Metabolism of oxidized linoleic acid by glutathione transferases: Peroxidase activity toward 13-hydroperoxyoctadecadienoic acid
Biochimica et Biophysica Acta (BBA) -- General Subjects
The oxidation of linoleic acid produces several products with biological activity including the hydroperoxy fatty acid 13-hydroperoxyoctadecadienoic acid (13-HPODE), the hydroxy fatty acid 13-hydroxyoctadecadienoic acid (13-HODE), and the 2,4-dienone 13-oxooctadecadienoic acid (13-OXO). In the present work, the peroxidase activity of glutathione transferases (GST) A1-1, M1-1, M2-2, and P1-1(Val 105) toward 13-HPODE has been examined. The alpha class enzyme is the most efficient peroxidase while the two enzymes from the mu class exhibit weak peroxidase activity toward 13-HPODE. It was also determined that the conjugated diene 13-HODE is not a substrate for GST from the alpha and mu classes but that 13-HODE does inhibit the GST-catalyzed conjugation of CDNB by enzymes from the alpha, mu, and pi classes. Finally, both 13-HODE and 13-OXO were shown to be inducers of GST activity in HT-29 and HCT-116 colon tumor cells. These data help to clarify the role of GST in the metabolic disposition of linoleic acid oxidation products.

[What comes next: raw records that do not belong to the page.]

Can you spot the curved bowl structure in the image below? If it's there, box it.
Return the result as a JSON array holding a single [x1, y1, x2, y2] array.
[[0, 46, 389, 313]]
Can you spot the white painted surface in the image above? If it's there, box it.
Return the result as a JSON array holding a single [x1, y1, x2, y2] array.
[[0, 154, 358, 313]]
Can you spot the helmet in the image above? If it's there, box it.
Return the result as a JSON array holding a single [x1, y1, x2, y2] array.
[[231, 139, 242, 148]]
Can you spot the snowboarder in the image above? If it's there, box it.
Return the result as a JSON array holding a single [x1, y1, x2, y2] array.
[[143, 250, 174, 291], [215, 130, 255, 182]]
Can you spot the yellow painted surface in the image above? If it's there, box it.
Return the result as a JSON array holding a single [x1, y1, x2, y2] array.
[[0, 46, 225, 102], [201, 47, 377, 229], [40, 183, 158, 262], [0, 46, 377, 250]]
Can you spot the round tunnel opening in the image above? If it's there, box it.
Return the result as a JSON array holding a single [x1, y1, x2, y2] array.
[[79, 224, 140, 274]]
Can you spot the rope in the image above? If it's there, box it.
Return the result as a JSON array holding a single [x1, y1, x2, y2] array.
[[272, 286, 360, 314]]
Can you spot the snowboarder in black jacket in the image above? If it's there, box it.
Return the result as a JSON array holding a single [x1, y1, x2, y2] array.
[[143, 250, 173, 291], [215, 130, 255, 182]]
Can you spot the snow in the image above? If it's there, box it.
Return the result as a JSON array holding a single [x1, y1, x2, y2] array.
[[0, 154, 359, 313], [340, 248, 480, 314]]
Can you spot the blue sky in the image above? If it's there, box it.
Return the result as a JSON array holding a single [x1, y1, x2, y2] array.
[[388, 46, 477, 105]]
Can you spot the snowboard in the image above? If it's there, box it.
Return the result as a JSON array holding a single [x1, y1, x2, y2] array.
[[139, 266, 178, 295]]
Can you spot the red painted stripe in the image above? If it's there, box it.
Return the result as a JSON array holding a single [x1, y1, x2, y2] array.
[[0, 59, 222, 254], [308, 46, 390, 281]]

Seeley, Stacy K.; Poposki, Julie A.; Maksimchuk, John; Tebbe, Jill; Gaudreau, Jon; Mannervik, Bengt; and Bull, Arthur W., "Metabolism of oxidized linoleic acid by glutathione transferases: Peroxidase activity toward 13-hydroperoxyoctadecadienoic acid" (2006). Chemistry & Biochemistry Publications. 92.